Georgia passed 9,000 confirmed and probable deaths with new deaths reported Tuesday, with the average number of deaths recorded rising in recent weeks. The number of people hospitalized with the respiratory illness has risen more than 40% in the last five weeks.
The state ranks 47th among the states for new cases per capita in the last 14 days. But the numbers of new infections, hospitalizations and deaths are all climbing significantly in Georgia. That’s especially true once positive results from rapid antigen tests are included in the state’s case totals, as advised by the Centers for Disease Control and Prevention.
“We are at a very difficult point in the pandemic right now in our country,” Emory University’s Dr. Carlos Rio, executive executive associate dean of the university’s School of Medicine, said in a briefing Friday.
The state now has 430,000 cases when those confirmed through molecular tests and those suspected by antigen tests are combined.
The seven-day rolling average of confirmed and suspected cases has risen nearly 9% in the last week to nearly 2,700 a day, That’s about the same rate of increase as the week before. One in every 765 Georgians tested positive in the past week, according to data kept by The Associated Press.
Georgia only began reporting daily antigen tests about two weeks ago, but the rolling average of confirmed cases has risen nearly 90% since the most recent low on Oct. 8.
While most people who contract the coronavirus recover after suffering only mild to moderate symptoms, it can be deadly for older patients and those with other health problems.
The share of positive tests, another indicator that the virus is spreading widely, has also been trending up, although it dipped in the last few days.
Georgia continues to report that nursing homes and other long-term care facilities are the top sites for outbreaks, followed by schools, workplaces, correctional facilities and factories. The state lists 50 counties with high transmission, including a belt along the western edge of the state running north from LaGrange and another belt along the South Carolina line.
Gov Brian Kemp has extended his executive orders containing pandemic restrictions, but there are continuing questions whether some provisions, such as bans on gatherings of more than 50 people who aren’t socially distanced, are being enforced. Kemp has said little about the virus in recent days, having last given a public briefing on the virus on Oct. 7.

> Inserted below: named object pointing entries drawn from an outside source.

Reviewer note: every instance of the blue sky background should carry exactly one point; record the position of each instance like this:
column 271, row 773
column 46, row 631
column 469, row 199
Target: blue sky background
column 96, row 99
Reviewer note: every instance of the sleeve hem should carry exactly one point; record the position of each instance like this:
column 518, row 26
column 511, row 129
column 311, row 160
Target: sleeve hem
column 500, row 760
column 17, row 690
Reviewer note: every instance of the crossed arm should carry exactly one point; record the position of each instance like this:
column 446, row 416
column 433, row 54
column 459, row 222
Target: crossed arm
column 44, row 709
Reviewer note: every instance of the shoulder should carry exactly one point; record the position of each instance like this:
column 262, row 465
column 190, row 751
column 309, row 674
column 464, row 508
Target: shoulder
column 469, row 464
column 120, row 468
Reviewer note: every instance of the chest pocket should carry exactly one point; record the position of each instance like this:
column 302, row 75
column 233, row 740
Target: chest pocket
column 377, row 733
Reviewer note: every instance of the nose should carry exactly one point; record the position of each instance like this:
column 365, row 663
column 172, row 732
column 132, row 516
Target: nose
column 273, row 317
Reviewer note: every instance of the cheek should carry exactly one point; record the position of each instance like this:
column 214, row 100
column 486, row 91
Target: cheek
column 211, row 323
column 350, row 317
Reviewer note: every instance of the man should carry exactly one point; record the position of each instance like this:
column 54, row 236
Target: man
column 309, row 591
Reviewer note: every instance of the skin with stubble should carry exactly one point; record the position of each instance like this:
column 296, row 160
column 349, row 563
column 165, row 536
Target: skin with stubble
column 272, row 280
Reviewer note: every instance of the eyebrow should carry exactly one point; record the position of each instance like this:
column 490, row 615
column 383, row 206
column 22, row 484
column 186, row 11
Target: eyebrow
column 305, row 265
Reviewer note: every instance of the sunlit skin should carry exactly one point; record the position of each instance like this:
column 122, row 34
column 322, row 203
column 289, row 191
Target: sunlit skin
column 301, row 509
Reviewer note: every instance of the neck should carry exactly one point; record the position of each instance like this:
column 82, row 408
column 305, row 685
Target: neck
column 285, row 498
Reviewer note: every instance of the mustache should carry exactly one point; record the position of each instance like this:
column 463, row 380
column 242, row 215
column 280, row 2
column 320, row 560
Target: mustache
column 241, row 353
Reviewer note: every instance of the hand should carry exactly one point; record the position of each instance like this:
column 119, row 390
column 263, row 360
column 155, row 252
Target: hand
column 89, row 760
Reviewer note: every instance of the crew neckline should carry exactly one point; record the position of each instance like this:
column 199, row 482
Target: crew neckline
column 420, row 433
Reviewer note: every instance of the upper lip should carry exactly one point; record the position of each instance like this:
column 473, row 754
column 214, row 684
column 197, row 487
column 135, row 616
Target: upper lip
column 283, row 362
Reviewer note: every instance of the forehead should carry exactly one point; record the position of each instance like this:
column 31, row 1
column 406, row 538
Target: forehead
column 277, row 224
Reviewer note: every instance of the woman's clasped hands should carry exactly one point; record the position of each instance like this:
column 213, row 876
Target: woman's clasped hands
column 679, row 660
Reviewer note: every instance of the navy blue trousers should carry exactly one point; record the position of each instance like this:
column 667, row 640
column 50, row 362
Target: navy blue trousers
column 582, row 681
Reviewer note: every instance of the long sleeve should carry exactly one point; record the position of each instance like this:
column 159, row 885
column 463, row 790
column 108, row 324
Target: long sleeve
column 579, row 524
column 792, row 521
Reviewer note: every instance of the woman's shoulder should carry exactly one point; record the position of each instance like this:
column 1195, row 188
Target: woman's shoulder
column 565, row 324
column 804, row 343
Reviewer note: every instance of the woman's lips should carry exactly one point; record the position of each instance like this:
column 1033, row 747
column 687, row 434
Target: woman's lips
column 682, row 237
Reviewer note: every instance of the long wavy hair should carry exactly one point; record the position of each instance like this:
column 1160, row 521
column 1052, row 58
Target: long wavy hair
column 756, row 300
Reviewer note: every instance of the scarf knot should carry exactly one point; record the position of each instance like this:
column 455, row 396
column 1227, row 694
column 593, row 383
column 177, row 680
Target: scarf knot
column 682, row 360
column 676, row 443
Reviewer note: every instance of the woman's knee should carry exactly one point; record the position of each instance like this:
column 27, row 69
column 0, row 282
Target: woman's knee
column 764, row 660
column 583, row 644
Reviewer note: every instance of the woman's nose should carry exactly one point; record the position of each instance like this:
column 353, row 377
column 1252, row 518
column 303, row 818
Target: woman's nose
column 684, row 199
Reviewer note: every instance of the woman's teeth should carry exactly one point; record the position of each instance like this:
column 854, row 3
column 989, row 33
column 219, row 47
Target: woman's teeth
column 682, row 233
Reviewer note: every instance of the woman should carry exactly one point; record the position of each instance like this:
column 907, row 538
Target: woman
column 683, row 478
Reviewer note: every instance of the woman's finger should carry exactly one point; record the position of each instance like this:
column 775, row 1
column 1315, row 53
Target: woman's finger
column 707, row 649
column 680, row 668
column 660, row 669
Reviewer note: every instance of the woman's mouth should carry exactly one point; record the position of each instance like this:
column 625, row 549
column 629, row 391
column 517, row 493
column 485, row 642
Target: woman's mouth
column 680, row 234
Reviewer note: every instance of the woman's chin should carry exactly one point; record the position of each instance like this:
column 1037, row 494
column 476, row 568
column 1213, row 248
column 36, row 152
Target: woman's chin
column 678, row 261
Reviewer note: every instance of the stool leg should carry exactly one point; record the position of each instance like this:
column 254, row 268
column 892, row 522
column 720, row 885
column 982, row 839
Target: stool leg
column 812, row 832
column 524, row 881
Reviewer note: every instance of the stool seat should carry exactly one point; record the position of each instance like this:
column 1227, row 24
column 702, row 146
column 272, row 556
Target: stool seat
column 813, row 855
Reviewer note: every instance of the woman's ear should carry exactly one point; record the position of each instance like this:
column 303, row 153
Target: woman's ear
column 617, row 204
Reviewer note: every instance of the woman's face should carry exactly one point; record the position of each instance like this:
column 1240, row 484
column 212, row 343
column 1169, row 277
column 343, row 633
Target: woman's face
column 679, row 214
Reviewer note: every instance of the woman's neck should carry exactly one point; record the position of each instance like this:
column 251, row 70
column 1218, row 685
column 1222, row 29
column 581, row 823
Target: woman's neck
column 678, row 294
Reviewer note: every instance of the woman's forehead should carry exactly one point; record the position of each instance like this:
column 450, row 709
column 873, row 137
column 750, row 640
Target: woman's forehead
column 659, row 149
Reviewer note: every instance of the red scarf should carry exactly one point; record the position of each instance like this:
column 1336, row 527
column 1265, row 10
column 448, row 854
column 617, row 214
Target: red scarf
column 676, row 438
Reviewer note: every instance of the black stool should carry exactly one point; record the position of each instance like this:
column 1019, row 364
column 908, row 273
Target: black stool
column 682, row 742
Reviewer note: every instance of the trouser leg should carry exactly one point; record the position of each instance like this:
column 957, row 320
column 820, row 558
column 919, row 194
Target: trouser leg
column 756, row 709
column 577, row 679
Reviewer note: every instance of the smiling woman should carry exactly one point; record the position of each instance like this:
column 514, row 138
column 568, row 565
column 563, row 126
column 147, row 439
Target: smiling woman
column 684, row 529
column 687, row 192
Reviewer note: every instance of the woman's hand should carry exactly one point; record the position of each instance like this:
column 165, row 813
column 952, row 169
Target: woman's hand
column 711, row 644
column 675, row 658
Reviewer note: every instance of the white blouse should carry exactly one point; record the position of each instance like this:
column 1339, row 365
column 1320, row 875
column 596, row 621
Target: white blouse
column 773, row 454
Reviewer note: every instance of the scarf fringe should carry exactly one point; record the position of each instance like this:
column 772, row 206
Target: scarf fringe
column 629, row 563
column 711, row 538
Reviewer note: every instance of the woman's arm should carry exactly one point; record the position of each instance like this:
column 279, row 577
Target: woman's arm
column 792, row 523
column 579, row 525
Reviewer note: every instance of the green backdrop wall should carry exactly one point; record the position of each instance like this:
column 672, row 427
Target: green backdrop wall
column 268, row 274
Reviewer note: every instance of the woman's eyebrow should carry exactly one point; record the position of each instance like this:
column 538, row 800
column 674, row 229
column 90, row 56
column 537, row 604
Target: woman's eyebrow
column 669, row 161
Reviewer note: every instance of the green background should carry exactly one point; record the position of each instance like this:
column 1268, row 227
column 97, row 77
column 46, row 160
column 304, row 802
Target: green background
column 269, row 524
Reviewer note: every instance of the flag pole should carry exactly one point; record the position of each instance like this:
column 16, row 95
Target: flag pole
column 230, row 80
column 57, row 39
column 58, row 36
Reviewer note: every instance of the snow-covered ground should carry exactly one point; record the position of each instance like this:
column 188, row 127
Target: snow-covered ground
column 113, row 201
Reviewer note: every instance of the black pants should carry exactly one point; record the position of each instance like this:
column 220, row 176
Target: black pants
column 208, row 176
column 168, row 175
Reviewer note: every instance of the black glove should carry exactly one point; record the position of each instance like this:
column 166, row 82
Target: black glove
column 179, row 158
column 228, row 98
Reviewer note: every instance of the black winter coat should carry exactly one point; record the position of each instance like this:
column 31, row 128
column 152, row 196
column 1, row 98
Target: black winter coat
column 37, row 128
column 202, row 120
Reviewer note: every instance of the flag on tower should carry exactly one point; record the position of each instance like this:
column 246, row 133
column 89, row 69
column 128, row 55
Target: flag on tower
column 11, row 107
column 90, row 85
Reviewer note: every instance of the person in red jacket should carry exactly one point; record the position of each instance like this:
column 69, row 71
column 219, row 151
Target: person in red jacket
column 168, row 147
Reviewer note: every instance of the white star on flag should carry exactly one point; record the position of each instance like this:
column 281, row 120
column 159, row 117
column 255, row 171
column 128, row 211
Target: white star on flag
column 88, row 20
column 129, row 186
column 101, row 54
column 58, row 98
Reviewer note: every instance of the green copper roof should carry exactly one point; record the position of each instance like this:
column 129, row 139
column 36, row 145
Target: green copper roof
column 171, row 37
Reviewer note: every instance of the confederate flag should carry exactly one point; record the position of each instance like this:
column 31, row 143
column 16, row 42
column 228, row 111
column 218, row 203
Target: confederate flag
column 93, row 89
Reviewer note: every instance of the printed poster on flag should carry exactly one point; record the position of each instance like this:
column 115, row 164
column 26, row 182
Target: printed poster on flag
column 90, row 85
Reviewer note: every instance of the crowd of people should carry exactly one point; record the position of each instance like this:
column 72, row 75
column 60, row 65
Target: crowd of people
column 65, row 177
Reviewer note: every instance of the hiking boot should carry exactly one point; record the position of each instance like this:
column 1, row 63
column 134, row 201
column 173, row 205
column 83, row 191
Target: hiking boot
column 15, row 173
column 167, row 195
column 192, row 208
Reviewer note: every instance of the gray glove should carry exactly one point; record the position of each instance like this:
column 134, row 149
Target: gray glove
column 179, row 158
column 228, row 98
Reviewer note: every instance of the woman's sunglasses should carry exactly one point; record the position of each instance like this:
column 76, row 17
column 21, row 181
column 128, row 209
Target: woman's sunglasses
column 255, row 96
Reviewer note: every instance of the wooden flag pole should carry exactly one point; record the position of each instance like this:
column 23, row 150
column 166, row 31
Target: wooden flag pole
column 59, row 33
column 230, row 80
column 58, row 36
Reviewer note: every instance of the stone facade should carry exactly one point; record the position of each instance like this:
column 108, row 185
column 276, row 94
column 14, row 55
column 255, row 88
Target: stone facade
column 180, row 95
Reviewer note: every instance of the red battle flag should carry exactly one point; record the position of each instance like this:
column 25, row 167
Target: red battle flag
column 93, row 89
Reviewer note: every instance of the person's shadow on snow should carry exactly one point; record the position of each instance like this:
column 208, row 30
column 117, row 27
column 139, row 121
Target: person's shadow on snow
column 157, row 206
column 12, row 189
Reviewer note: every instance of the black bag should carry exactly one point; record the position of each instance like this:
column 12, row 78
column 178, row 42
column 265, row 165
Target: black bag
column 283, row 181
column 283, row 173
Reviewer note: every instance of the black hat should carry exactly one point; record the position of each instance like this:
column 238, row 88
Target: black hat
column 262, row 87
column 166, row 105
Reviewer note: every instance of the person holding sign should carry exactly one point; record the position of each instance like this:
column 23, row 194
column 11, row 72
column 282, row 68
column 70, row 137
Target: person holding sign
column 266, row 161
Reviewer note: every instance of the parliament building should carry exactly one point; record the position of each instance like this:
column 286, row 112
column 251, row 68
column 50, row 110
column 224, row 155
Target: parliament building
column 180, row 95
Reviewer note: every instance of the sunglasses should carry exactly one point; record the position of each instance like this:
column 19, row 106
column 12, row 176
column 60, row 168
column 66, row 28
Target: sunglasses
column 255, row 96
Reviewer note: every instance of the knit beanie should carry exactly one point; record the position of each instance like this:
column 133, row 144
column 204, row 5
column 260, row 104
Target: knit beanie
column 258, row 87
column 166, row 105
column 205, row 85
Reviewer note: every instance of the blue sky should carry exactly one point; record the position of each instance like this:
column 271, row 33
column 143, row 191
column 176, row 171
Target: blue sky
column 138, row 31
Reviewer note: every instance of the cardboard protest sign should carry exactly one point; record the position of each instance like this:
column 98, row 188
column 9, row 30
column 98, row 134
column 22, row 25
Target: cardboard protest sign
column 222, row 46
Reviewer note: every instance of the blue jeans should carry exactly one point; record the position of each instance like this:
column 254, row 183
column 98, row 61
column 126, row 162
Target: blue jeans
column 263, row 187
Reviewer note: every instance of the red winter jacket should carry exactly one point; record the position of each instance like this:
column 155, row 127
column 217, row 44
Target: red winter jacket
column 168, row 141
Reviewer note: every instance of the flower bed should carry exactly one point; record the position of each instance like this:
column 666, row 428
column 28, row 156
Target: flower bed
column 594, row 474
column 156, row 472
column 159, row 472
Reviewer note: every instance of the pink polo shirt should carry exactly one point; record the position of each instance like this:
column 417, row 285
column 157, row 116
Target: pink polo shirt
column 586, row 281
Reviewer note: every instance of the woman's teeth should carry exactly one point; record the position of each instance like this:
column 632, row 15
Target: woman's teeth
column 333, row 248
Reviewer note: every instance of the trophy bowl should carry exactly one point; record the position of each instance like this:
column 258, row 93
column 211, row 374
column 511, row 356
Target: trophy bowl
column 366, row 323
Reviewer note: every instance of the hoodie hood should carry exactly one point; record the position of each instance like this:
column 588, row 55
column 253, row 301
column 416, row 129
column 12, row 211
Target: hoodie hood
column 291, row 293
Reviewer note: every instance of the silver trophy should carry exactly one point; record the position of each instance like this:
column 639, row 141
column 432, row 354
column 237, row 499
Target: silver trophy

“We continue to watch the numbers with Dr. Toomey and her team,” Kemp spokesperson Cody Hall said Tuesday, referring to Public Health Commissioner Kathleen Toomey.
Del Rio is calling for a nationwide mask mandate and reduced capacity or closure at places that people congregate such as bars, restaurants, religious congregations, gyms and hotels.
“We also have what I call a leadership vacuum,” Del Rio said. “There is nobody at any high level really talking about this providing guidance, saying what to do.”